Each week, she and others like her sent their work in to local papers like the Lonoke County Democrat. After the
marriages and obits, theirs were the most highly valued and loyally read pieces
in the weekly news.
Her name was Hazel Pall and she died a few years ago. Before
she died, though, the paper was sold and her input terminated. What was this
marvelous source of news that she and her colleagues provided, that we lost,
and that we still miss?
Why, the church news, of course: attendance, visitors,
Sunday School lessons, sermon contents, things that contribute to a civilized
society. They did it for years, this dedicated bunch of amateur “stringers.” (That’s
journalism talk). There wasn’t a person at the Washington Post or New York Times
more reliable in meeting deadlines. Their gift to us was a link from the Heart
of America to the printed word—a genuine testiment to veracity and honesty long
since trampled into the ground by modern “news” sources like Fox, Brietbart,
and Drudge.
BigNews bought out the little papers and discontinued the
input of Hazel Pall and the others. The new models feature sports news, city
council minutes, obituaries, and weddings. The latter doesn’t feature the
carefully posed professional engagement and wedding photos of my generation. No.

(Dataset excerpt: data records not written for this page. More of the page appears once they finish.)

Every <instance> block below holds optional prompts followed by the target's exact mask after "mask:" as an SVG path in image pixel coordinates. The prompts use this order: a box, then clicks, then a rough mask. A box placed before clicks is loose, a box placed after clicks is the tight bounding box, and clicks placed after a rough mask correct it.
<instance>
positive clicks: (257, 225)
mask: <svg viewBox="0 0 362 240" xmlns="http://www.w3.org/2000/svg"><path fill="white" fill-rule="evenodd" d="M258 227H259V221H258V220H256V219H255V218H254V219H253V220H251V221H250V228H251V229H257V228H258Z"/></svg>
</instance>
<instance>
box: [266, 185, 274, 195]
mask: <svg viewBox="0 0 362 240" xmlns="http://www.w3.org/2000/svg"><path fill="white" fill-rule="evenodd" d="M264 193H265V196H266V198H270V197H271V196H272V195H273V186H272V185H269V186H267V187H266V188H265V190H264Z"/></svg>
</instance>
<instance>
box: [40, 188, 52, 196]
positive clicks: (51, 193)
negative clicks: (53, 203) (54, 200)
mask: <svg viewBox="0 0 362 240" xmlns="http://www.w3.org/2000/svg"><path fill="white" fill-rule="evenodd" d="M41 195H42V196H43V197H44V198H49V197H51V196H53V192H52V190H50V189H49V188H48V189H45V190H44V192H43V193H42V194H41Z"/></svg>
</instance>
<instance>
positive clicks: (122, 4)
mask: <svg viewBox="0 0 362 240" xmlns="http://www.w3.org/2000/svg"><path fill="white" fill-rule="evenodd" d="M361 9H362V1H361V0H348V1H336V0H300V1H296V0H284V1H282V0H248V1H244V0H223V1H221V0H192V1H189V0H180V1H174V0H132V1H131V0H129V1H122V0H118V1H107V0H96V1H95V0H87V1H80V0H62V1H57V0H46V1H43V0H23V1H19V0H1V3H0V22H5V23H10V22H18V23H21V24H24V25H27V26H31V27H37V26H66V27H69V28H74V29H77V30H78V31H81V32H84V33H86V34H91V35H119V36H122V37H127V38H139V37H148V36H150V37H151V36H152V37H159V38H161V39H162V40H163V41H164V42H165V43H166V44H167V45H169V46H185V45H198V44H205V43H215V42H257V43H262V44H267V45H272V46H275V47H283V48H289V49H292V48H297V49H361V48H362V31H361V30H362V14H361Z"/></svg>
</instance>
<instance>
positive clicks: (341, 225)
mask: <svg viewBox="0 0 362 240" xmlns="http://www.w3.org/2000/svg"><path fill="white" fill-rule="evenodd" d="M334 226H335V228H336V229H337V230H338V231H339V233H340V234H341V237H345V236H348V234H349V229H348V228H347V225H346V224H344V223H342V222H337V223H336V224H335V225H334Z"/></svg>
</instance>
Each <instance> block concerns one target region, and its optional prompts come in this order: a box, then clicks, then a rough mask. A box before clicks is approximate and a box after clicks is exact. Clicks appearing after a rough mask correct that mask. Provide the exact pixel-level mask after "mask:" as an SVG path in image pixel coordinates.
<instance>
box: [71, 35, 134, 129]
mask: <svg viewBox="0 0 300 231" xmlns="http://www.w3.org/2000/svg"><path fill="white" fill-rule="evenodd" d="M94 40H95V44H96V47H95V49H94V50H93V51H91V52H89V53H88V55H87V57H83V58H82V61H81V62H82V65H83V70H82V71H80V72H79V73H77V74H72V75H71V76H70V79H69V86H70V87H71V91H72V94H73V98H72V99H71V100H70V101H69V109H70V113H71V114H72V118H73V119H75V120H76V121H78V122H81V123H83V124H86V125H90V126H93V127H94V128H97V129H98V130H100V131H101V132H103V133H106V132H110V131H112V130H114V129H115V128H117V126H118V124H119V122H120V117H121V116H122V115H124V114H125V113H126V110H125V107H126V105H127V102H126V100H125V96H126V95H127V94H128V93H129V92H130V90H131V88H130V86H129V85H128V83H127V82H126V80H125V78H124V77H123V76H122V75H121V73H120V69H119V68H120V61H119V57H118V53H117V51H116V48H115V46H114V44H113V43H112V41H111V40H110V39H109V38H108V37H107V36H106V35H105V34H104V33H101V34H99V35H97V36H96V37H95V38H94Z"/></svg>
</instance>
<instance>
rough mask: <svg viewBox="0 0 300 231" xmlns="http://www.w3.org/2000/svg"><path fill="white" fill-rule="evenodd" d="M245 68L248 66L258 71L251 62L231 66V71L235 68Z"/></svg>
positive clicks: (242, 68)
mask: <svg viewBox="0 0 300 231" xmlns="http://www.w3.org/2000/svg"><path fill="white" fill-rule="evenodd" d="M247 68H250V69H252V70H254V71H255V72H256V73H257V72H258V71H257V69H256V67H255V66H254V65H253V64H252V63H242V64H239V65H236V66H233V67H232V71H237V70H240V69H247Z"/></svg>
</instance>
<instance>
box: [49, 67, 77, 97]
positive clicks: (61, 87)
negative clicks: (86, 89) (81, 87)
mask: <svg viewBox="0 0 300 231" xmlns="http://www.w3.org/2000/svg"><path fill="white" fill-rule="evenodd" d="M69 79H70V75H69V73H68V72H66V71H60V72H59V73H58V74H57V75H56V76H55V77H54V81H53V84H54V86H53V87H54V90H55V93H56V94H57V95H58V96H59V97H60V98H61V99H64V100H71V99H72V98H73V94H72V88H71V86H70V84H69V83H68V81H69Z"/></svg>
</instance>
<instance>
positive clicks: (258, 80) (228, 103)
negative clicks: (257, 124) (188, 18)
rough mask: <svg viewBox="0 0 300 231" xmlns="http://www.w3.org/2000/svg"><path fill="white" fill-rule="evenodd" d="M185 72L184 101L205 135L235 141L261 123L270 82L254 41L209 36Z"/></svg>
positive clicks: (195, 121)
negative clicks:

Too often they are cell-phone-photos of an unshaven man in an over-sized cowboy
hat and an under-aged girl with tattoos flowing out of her collar and up her
neck.
Times have changed. I had one of my eagerly-looked-for
lunches with my journalist friend Sonny Rhodes yesterday. We discussed the demise
or transformation of the weekly papers. His take was most interesting, as his
insights always are. “The readers of church news in local weeklies,” he said, “are often people who live far away and want to keep up with their hometowns, not the folks
who are prospects for local advertising.
Thus, money rules. As the president would say, “If it don't make a buck, then you’re out of luck.”
We had an enlightening lunch, Sonny and I. He told me some
tales about having to decipher the submittals of the Hazel Palls of the world. He
recounted some of the struggles he and his contemporaries had in moving from
IBM Selectrics to the computer age. With a little prodding, I’m sure he would
have re-told the escapade in which he learned the consequences of accepting a
ride in a private plane to see the site of a story he was working on, said
flight occurring only an hour after a big lunch at a Chinese restaurant.
We also planned our next "road trip," maybe to northwest Louisiana
to see the “Bonnie and Clyde Death Site.” Please don’t ask why. There’s no good
answer. Sometimes it is just good to spend time with a friend and see things
that have no intrinsic value, but satisfy an “itch to learn.”
Note: Arkansas' own John Grisham wrote eloquently about small-county newspapers, and the death of their downtowns as well, in one of his better books.